Als sich dann der Krieg dem Ende näherte, es war Ostern 1945 und der Einmarsch der Amerikaner stand unmittelbar bevor, wurden die Australier Richtung Nürnberg in Marsch gesetzt. In der Nacht vorher aber ließen sich vier Gefangene, die im Tanzsaal der Grübschen Wirtschaft eingeschlossen waren, mit zusammengeknoteten Betttüchern durch ein Fenster herunter und versteckten sich in einer Scheune. Klara und Max Grüb sahen das, meldeten es aber nicht, sonst wären die Gefangenen erschossen worden. John wollte auch mitmachen, aber Klara Grüb bat ihn, es nicht zu tun, denn es war ein großes Risiko.
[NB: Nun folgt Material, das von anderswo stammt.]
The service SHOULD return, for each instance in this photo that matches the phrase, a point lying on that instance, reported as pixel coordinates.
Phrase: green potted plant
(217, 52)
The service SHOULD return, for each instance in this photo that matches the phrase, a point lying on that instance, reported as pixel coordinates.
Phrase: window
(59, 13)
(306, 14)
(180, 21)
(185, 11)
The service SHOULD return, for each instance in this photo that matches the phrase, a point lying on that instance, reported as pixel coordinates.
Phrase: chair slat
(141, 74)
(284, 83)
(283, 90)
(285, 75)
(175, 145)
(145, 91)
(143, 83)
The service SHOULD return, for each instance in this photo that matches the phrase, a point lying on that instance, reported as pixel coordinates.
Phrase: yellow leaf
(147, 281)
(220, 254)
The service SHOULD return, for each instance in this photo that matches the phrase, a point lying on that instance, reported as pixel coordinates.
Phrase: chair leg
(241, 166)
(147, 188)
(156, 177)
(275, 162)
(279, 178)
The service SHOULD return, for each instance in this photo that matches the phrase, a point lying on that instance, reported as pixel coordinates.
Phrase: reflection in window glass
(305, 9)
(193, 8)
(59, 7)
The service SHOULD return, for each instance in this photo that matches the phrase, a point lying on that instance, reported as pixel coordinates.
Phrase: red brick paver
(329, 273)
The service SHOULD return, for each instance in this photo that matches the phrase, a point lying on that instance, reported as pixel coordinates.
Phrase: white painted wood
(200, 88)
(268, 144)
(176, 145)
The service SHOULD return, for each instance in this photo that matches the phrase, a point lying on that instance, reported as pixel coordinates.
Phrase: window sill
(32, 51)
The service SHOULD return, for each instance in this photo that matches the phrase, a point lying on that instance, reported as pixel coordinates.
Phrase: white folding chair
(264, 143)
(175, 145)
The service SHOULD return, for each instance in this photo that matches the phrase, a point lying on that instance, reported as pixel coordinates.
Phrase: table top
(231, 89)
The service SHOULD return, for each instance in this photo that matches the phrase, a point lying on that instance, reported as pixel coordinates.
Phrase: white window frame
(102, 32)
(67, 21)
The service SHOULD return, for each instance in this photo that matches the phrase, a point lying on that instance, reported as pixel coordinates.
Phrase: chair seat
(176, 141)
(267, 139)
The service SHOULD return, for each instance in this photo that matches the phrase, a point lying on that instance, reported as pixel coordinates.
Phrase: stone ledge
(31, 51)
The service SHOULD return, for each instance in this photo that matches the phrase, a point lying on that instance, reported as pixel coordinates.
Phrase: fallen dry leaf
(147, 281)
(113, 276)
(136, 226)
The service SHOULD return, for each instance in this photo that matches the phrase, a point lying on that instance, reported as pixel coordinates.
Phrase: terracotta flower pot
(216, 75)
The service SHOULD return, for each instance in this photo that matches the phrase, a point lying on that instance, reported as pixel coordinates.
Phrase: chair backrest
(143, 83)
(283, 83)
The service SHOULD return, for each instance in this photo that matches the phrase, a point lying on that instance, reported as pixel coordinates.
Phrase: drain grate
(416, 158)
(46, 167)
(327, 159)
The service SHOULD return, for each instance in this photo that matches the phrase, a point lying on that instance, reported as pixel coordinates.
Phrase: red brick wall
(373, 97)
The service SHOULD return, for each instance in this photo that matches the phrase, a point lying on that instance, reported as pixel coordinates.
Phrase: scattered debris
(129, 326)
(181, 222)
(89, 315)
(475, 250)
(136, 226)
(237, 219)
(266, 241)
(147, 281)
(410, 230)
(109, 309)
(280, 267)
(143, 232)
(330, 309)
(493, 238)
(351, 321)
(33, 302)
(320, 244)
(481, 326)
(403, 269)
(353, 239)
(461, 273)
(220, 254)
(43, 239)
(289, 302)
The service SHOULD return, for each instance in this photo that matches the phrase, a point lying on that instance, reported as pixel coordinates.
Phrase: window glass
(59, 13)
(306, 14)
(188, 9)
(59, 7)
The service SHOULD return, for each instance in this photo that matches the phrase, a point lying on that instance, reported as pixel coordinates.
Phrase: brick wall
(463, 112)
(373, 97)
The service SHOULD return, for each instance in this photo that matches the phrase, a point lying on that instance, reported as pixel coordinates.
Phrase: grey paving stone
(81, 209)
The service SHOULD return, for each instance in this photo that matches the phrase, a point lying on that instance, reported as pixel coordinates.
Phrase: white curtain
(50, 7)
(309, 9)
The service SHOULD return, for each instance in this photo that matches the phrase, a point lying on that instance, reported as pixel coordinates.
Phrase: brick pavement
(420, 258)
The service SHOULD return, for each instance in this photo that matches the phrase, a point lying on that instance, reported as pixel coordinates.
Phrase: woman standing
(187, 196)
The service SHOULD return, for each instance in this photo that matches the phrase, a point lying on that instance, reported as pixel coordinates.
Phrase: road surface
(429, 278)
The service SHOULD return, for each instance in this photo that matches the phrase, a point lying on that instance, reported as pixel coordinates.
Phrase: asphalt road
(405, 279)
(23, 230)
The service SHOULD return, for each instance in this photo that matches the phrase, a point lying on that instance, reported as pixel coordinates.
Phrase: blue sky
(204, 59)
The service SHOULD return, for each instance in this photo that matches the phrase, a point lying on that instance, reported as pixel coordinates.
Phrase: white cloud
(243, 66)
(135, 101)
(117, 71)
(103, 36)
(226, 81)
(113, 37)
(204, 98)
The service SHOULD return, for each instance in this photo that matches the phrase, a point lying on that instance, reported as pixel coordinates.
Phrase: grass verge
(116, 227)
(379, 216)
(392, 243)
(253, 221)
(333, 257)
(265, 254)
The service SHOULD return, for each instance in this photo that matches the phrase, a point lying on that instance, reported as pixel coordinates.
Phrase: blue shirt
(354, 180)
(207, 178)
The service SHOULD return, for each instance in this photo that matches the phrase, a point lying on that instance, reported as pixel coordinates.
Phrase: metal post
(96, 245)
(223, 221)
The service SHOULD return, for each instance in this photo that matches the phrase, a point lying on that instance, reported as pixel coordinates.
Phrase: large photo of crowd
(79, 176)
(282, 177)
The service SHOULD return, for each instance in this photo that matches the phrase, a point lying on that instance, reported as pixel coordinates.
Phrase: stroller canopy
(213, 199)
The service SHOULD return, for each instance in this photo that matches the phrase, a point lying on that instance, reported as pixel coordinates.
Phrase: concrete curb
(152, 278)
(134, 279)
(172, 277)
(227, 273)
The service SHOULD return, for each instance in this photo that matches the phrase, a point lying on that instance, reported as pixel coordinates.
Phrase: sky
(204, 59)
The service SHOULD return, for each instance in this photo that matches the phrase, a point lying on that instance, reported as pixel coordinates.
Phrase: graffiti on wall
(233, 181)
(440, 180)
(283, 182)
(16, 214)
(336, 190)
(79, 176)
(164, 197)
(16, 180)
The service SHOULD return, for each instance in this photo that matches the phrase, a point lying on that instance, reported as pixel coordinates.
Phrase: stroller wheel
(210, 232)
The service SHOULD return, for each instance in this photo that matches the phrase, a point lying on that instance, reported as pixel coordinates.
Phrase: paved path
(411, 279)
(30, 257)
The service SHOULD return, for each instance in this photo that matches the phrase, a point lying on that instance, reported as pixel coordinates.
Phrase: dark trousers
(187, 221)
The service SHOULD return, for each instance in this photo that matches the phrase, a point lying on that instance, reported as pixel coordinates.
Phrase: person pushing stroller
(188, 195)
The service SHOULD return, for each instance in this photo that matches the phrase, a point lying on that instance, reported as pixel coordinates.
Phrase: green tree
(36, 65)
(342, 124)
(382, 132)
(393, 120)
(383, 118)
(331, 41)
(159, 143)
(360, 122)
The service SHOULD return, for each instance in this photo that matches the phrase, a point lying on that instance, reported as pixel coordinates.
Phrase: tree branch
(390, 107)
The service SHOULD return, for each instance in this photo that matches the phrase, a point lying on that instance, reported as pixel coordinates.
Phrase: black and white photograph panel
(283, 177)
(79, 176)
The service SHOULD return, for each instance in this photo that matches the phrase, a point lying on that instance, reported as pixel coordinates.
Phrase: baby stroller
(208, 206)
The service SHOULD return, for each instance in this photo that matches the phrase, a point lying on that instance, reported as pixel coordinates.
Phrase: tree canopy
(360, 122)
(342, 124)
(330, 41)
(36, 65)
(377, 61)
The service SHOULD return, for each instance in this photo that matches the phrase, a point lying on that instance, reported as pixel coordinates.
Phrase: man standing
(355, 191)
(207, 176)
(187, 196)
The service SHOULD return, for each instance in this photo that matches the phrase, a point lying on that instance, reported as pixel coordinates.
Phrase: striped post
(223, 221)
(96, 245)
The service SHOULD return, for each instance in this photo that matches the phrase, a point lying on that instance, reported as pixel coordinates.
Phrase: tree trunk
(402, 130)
So verabschiedeten sich die Grübs schweren Herzens von „ihrem“ John.
Als am Weißen Sonntag 1945 die amerikanischen Panzer in Großeibstadt einrollten, saßen die vier geflüchteten Australier darauf. Sie hatten den US-Soldaten zu verstehen gegeben, dass die Leute hier keine Nazis seien und sie gut behandelt hatten. So fiel kein Schuss und das Dorf blieb verschont.
1966 machte John Boylan dann eine Europa-Reise und kam auch nach Großeibstadt. Er war inzwischen Direktor des „St. Pauls Missionswerk“ geworden und dienstlich unterwegs. Es war ein freudiges Wiedersehen – Max Grüb lebte damals noch, starb aber kurz danach. John hatte inzwischen geheiratet. Seine Frau hieß Eileen und sie hatten drei Söhne und eine Tochter. Sie lebten in Sydney, wo sie ein eigenes Haus hatten. Anfang der 70er Jahre, als John beruflich nach London reiste, machte er noch einmal einen kurzen Abstecher nach Großeibstadt.
Am Maria-Himmelfahrtstag 1978 bekamen die Grübs in Großeibstadt noch einmal überraschend Besuch von Johns Tochter Maria und seinem Neffen Peter Huntington, die sich auf einer Reise quer durch Europa befanden. Es war schon recht herbstlich und kühl und Klara Grüb kaufte für Maria warme Unterwäsche und Strumpfhosen.
John Boylan starb 1979
1979 plante John Boylan wieder eine Reise nach Großeibstadt, nun zusammen mit seiner Frau. Außerdem sollte er in Rom bei Papst Johannes Paul II. eine Audienz erhalten. Daraus wurde jedoch nichts, denn John Boylan wurde krank und starb am 8. Oktober 1979 mit 61 Jahren an Krebs. In Großeibstadt war man über diese sehr traurige Nachricht sehr betrübt und ließ eine Messe für den Verstorbenen feiern.
Im Dezember 2012 ergab sich für Johns Tochter Maria erneut die Möglichkeit, nach Europa zu reisen und Großeibstadt zu besuchen. Am 29. Dezember gab es das große Familientreffen. Wo sonst, als im Gasthaus Grüb, traf man sich zu Kaffee und Kuchen, um die vielen Erinnerungen auszutauschen.